Parecía que todos los males habían caído sobre Chiquinquirá. La virgen, impotente, abría los brazos. Dios no puede hacer nada contra la naturaleza ni contra el descuido de los hombres. Cuatro meses después del terremoto que destruyó la ciudad vendría un mal todavía peor. El sábado 25 de junio de 1967 el municipio se levantó comiendo el pan de su panadería favorita, La Nutibara. No sabían que la harina con la que habían amasado el pan se había mezclado con Felidol, un peligroso insecticida que viajaba en el mismo camión que lo hacía la harina y que, antes de llegar al pueblo, uno de sus frascos se había roto permeando el alimento.
Muchos niños desayunaron el pan mojado en el chocolate sin saber que estaban condenándose a una muerte instantánea. Cuando la gente se desvanecía en las calles, botando sangre por la boca, en la mañana de ese sábado, creían que le había caído arsénico al río de donde sacaba el pueblo el agua. No era eso. Chiquinquirá ignoraba que Joaquín Merchán, el panadero de Ntibara, era el primer muerto que había dado la tragedia después de que amasó la harina.

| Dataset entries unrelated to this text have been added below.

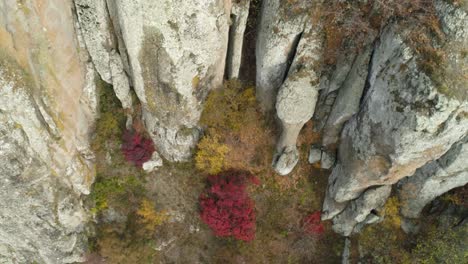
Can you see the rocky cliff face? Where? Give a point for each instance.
(393, 113)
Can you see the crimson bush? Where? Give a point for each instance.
(226, 207)
(136, 148)
(313, 224)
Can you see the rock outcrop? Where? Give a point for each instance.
(407, 118)
(174, 55)
(289, 49)
(48, 106)
(434, 179)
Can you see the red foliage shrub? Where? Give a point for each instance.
(226, 207)
(136, 148)
(313, 224)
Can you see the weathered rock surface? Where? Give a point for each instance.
(434, 179)
(315, 154)
(238, 24)
(96, 29)
(348, 99)
(278, 37)
(407, 117)
(289, 48)
(359, 210)
(47, 106)
(176, 54)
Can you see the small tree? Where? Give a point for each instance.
(226, 207)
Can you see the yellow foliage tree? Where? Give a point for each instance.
(149, 217)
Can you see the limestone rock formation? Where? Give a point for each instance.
(175, 55)
(434, 179)
(47, 109)
(393, 113)
(406, 118)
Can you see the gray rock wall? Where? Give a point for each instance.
(406, 119)
(47, 109)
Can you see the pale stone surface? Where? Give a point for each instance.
(315, 154)
(277, 39)
(399, 129)
(286, 162)
(176, 54)
(358, 210)
(153, 163)
(434, 179)
(239, 15)
(96, 30)
(328, 159)
(405, 121)
(347, 101)
(48, 104)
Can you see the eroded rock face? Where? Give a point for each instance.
(406, 119)
(176, 55)
(434, 179)
(289, 50)
(47, 109)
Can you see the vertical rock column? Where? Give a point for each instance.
(176, 52)
(47, 107)
(289, 48)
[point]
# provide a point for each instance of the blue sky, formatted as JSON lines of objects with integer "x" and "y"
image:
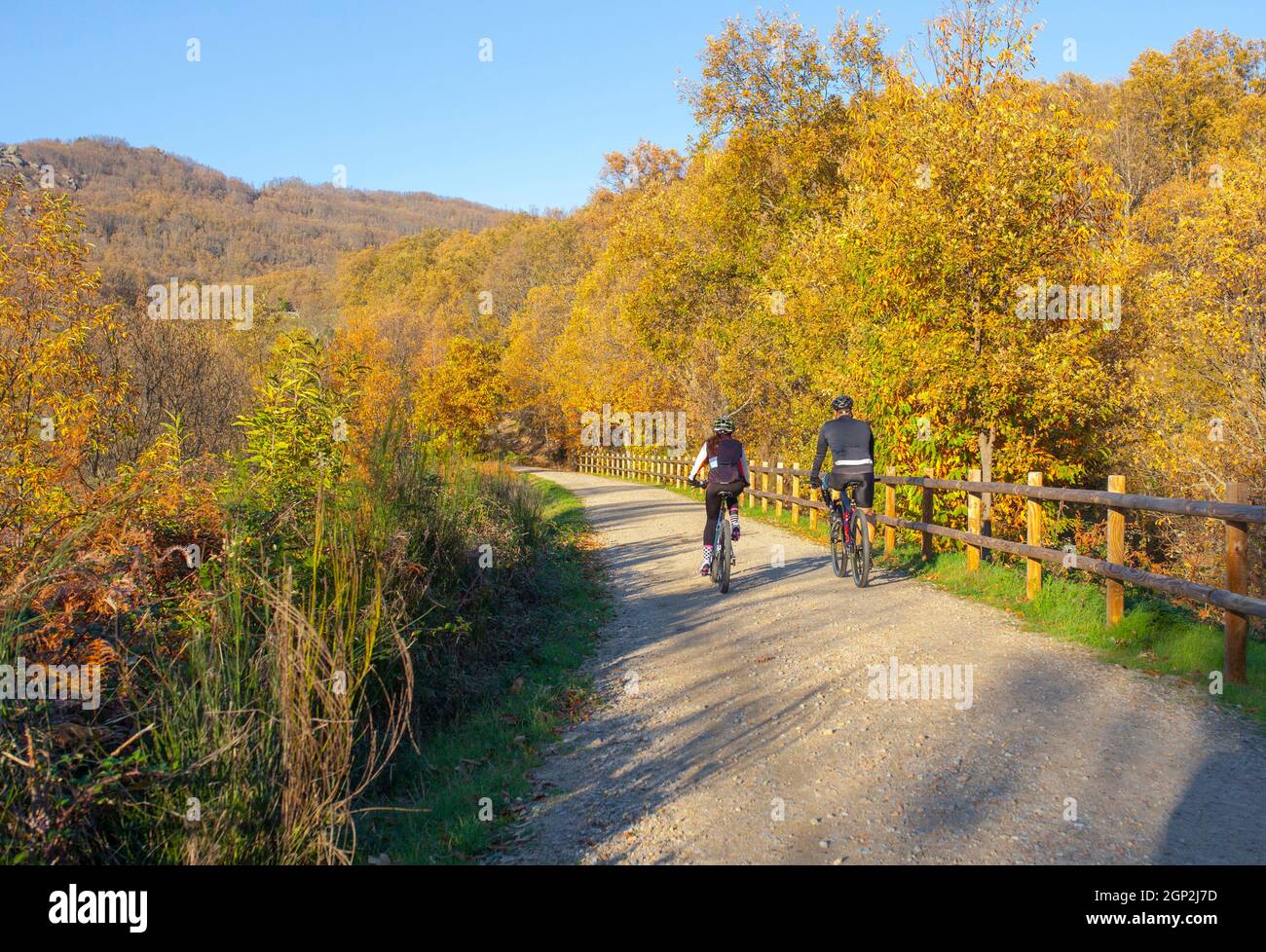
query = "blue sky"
{"x": 396, "y": 92}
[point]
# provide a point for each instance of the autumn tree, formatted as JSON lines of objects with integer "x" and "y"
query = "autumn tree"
{"x": 59, "y": 405}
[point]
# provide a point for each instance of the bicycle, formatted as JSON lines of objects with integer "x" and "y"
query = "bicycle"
{"x": 849, "y": 538}
{"x": 723, "y": 543}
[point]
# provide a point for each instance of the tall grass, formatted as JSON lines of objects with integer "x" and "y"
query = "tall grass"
{"x": 274, "y": 683}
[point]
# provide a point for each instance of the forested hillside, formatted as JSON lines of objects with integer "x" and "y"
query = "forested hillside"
{"x": 846, "y": 224}
{"x": 152, "y": 215}
{"x": 229, "y": 518}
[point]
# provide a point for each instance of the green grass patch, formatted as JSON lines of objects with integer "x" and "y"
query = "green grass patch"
{"x": 1153, "y": 636}
{"x": 477, "y": 766}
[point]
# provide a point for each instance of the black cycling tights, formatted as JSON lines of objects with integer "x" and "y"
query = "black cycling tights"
{"x": 712, "y": 501}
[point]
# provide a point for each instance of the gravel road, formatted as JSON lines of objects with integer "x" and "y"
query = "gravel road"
{"x": 743, "y": 728}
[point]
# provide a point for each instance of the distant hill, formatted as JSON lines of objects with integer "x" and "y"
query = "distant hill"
{"x": 153, "y": 215}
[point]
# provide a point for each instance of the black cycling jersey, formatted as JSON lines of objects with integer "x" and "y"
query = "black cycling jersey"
{"x": 851, "y": 443}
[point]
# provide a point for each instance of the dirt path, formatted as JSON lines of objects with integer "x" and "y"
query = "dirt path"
{"x": 738, "y": 728}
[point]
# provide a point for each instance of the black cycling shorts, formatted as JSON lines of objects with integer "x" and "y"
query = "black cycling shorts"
{"x": 862, "y": 484}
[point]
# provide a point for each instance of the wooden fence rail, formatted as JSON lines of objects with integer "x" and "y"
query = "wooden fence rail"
{"x": 1235, "y": 512}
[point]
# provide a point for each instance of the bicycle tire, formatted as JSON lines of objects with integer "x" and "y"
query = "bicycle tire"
{"x": 861, "y": 550}
{"x": 726, "y": 557}
{"x": 837, "y": 546}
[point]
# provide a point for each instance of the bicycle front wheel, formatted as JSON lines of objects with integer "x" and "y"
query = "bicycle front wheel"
{"x": 726, "y": 557}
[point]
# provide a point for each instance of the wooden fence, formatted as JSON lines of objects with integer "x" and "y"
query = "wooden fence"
{"x": 790, "y": 484}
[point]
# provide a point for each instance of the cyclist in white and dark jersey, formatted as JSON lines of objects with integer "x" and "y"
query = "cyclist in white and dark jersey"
{"x": 726, "y": 472}
{"x": 852, "y": 454}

Al final de la semana el saldo de muertos no podía ser más catastrófico: casi 300 de los cuales más de 70 eran niños. La foto que tomó el reportero de El Tiempo Carlos Caicedo, del niño Carlos Alfonso Romero desvanecido en un sofá, le dio la vuelta al mundo e incluso fue publicada en la revista Life. Romero sobrevivió. Una hermana de él, de cuatro años, estuvo entre las víctimas. Sus hermanos sobrevivieron pero tuvieron que padecer, como otros 350 intoxicados que salvaron sus vidas, terribles secuelas el resto de sus días. A Romero el diario El Espectador le hizo un homenaje cuando se cumplieron 50 años del hecho.
La memorias es frágil y el descuido que generó la tragedia fue una dolora enseñanza para todo un país. Desde entonces se impusieron medidas de seguridad para el transporte de carga y el Felidol fue restringido sólo para sistemas de riegos complejos. En Chiquinquirá todos recuerdan ese infausto día.